The high priority of work on animal ID hasn't changed, largely because this is about preparedness in the event of catastrophic disease. And so it's very removed from the politics of who is sitting directly in the USDA Secretary's chair.
R-CALF USA has requested a moratorium on any further premise registration efforts, and that NAIS, or any other similar systems under any other name, be de-funded at once. What's the mood of support in Congress for NAIS? What level of federal support are we looking at for next year?
It's sad when an organization that purports to speak for cattlemen and actually has a veterinarian as its president would take a position against a disease-control and eradication effort. I'm greatly saddened and disappointed by that turn.
As far as prospects in Congress, I will be taking the business plan up to the appropriators and sharing it with them. They want to know what the investment has been for the last several years, as well as the direction of the program. I think the transparency in this business plan will respond to their needs and concerns.
The House ag appropriations committee last spring proposed no additional funding for this next fiscal year for animal ID. The Senate proposed about $19 million in funding. The two groups haven't yet worked their differences out in conference. They had wanted to see the business plan, which I'll have delivered to them well before they are in conference, so I'm very optimistic about continued support for animal ID.
Where individual animal ID is concerned, how big of a motivator for those opposed is the concern about hidden income currently kept beyond the scrutiny of the Internal Revenue Service (IRS) via cash or barter transactions?
I've heard that speculation, but I can't speak to how valid it is. It would certainly be disappointing if we ultimately were to find that our nation's animal health is being threatened by folks trying to avoid taxes.
The thing I do know is that with the safeguards we have built into the confidentiality in animal ID, I can provide assurances to folks that we have never provided the information from ID to another federal agency. Neither the Environmental Protection Agency or the IRS can access this ID information. This is truly a database about animal health and being able to notify farmers and ranchers in the event of a catastrophic disease outbreak.
If people want to see the merits of having good preparation and planning as it pertains to animal health, take a look at the United Kingdom right now. What could have been a devastating outbreak of foot-and-mouth disease this fall appears at this stage to be well contained.

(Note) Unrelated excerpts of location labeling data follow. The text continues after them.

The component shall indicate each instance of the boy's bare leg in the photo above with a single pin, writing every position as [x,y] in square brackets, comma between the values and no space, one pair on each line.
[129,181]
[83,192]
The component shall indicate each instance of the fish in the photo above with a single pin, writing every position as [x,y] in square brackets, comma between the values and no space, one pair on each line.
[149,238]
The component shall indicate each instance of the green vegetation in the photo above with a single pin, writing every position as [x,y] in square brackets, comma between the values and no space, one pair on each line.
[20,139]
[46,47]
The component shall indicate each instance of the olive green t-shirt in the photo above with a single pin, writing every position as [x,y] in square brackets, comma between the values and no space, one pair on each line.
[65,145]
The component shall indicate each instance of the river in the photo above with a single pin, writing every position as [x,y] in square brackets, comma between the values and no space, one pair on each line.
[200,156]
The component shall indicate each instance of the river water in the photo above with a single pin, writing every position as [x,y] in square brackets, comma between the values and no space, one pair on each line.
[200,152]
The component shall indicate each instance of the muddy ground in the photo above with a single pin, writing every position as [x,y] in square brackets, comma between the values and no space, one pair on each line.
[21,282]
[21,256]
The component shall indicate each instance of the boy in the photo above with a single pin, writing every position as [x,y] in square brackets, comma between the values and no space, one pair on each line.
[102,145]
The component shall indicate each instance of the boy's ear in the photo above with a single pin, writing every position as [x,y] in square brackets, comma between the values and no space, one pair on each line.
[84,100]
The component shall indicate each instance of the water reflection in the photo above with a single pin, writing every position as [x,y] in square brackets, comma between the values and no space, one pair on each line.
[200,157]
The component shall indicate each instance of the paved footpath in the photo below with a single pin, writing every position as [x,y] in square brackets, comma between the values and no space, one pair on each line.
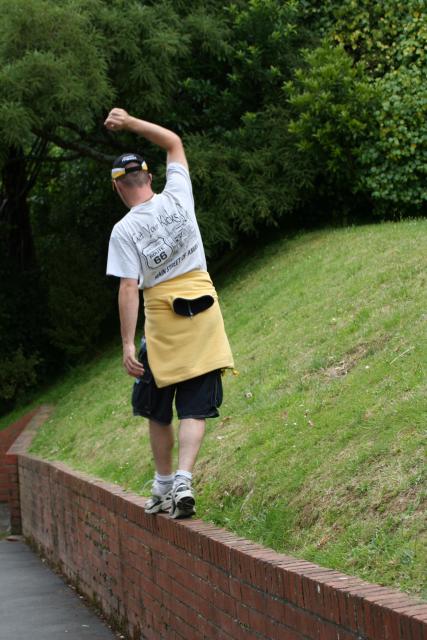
[36,604]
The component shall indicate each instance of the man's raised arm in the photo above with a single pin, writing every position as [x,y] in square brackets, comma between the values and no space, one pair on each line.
[119,119]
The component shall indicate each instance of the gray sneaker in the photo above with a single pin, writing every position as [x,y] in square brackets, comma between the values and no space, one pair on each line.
[182,500]
[159,503]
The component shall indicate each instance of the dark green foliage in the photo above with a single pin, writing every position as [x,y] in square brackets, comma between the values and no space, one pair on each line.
[293,113]
[391,39]
[332,105]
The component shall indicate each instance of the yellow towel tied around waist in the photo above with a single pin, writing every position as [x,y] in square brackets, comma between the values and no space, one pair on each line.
[183,347]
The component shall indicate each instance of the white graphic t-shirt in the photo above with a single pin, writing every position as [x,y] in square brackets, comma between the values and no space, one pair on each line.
[159,239]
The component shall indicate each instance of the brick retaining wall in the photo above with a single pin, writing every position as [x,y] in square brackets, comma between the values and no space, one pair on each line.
[157,578]
[7,438]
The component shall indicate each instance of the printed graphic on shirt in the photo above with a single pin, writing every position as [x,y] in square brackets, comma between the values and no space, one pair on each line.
[167,236]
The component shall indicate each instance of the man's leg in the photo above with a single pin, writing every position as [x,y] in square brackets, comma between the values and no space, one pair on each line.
[191,432]
[162,441]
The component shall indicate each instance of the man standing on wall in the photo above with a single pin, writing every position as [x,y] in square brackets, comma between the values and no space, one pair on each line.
[157,247]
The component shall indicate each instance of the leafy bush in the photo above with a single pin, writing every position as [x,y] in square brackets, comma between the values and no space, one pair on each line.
[332,103]
[394,156]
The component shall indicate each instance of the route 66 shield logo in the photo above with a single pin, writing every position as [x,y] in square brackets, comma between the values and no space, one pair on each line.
[156,253]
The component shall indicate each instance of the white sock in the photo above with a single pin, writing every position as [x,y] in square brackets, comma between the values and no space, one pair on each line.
[163,484]
[181,473]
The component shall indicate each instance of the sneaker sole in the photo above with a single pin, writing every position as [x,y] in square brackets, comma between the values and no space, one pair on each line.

With the benefit of hindsight, is there a strategy that perhaps USDA could have followed to move the NAIS process along more effectively? Or would the effect have been the same regardless of the approach?
I think everyone would acknowledge that if we had started with the basics of the kind of work we're doing now, with building upon the strength and experience of the existing disease programs if we'd really embraced that from the very beginning and used that as the first step that we might have been able to avoid some of the pitfalls that have been experienced.
But hindsight is always easier.
Do you think perhaps that USDA trying to bite off more than it could chew was an issue with NAIS acceptance? Should USDA have started with a more species-specific strategy than one that was across the board?
There's a lot of merit to having the very comprehensive system that we've got. When you look around the globe, most of the other countries just have one or two species. They didn't tackle as wide a range as we have, but I think that long-term, when this is up and running, we're going to have a system that will be the envy of folks around the globe.
What about the horse side of NAIS?
In the business plan, we're going to draw a distinction between competition horses and pleasure horses. I've clearly heard concern from folks with just a couple of pleasure horses that never leave the place wondering why they need to do it. We don't have to give those as high as a priority as horses that are on the racing, show or rodeo circuit. So we see that as the right place to put the emphasis. And given the recent outbreaks on equine herpes, I think the competition-horse sector will be very welcoming to these adjustments under ID plans.